FIG. 6 is a configuration block diagram showing an example of a conventional power meter.

[Explanation of symbols]

 1a, 1b Transformer 2 Analog operation circuit 3a, 3b Display means 4a, 4b A / D converter 5 Digital operation device 6 Signal source 7 Phase shifter 8 Voltmeter 9 Power supply 10 Workstation 11 Memory element 12 ASIC circuit 13 Writer 50 Power meter 100 Power value calculation output signal

 ─────────────────────────────────────────────────── ─── Continuation of the front page (72) Kenji Fujino 2-9-32 Nakamachi 2-chome, Musashino-shi, Tokyo Yokogawa Electric Co., Ltd.

Claims (1)

[Claims] 1. A power meter adjusting device for correcting a phase error of a meter by a correction function stored in a storage element of the power meter, comprising: a power supply for supplying a power supply voltage to the power meter; and the power meter. A signal source for applying a sine wave signal having an arbitrary input frequency to the voltage input terminal of the power source, a phase shifter for shifting the phase of the sine wave signal of the signal source and applying the current input terminal of the power meter, and the power Voltmeter that measures the power value calculation output of the power meter, a writer that writes the correction coefficient in the storage element of the power meter, and a sine wave signal having two input frequencies by controlling the signal source. Applied to a measuring instrument and controlling the phase shifter to shift the phase difference between the voltage input and the current input by 90 ° for each of the sine wave signals of the two types of input frequencies, and sequentially output the three types of sine wave signals.

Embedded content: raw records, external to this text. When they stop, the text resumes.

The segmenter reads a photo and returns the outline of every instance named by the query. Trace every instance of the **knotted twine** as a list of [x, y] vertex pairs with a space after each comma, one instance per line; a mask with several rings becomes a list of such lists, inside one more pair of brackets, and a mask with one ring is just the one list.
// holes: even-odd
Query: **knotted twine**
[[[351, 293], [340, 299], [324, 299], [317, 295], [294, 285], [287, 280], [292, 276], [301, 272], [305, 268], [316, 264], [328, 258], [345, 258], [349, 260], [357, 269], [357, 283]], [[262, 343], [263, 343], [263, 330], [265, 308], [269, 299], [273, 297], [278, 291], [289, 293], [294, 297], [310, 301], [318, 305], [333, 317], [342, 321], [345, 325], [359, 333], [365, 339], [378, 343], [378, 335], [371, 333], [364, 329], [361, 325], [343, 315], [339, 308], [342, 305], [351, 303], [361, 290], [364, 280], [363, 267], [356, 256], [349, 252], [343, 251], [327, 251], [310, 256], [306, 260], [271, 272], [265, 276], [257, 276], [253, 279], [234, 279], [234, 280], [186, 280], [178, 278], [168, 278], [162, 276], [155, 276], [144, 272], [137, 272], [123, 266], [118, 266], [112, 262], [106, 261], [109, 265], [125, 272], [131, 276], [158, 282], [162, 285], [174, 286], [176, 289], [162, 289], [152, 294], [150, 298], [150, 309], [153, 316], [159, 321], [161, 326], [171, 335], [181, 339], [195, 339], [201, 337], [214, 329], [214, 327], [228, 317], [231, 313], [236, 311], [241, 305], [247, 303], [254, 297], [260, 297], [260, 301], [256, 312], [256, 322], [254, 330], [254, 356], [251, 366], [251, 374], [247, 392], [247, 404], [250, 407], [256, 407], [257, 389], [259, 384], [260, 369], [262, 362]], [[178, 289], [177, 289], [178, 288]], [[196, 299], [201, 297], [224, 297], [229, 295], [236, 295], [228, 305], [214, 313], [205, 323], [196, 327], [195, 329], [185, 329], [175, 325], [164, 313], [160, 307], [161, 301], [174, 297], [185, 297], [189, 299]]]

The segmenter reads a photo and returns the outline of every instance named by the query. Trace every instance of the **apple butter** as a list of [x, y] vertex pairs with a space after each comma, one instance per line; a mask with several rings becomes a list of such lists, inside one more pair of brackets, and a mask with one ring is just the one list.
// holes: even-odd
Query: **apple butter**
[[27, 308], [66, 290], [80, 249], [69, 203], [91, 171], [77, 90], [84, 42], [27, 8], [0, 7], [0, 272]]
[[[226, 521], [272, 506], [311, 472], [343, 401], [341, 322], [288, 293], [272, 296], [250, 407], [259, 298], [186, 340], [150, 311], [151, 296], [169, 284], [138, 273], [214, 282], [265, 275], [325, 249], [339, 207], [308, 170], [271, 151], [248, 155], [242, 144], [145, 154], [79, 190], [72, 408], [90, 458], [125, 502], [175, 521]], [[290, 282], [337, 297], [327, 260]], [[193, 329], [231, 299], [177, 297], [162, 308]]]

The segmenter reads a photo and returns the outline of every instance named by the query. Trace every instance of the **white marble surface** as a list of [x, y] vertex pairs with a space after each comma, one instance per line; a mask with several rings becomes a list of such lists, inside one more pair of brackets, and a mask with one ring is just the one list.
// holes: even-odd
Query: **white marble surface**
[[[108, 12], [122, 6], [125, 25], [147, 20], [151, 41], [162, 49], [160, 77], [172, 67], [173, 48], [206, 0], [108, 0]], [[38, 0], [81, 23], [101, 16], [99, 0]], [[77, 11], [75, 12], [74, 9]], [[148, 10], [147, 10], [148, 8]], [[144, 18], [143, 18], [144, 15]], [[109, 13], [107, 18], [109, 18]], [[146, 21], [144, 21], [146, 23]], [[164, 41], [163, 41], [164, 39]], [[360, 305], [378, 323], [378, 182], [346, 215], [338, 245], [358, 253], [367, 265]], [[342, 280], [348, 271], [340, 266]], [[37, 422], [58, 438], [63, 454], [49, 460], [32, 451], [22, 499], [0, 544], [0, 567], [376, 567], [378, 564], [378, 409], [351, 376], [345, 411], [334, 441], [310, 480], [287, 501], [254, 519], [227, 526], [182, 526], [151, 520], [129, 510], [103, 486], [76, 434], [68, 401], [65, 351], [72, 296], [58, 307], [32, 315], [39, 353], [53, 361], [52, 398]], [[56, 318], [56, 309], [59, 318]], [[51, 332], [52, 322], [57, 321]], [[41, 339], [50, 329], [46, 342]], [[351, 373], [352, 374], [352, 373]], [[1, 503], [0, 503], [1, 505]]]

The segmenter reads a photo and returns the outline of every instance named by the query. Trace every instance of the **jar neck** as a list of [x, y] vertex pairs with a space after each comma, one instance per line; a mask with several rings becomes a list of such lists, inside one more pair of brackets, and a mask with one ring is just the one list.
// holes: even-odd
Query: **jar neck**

Apply to the power meter, before The power value calculation output including the phase error characteristic of the power meter at each input measured by the voltmeter is taken in, and the phase error between the voltage input and the current input is calculated from this power value calculation output. An operation of calculating a correction coefficient of a correction function, which is a linear expression of the input frequency, from the input frequency of each type, and controlling the writer to store the calculated correction coefficient of the correction function in a storage element of the power meter. An electric power meter adjusting device, comprising: a control means.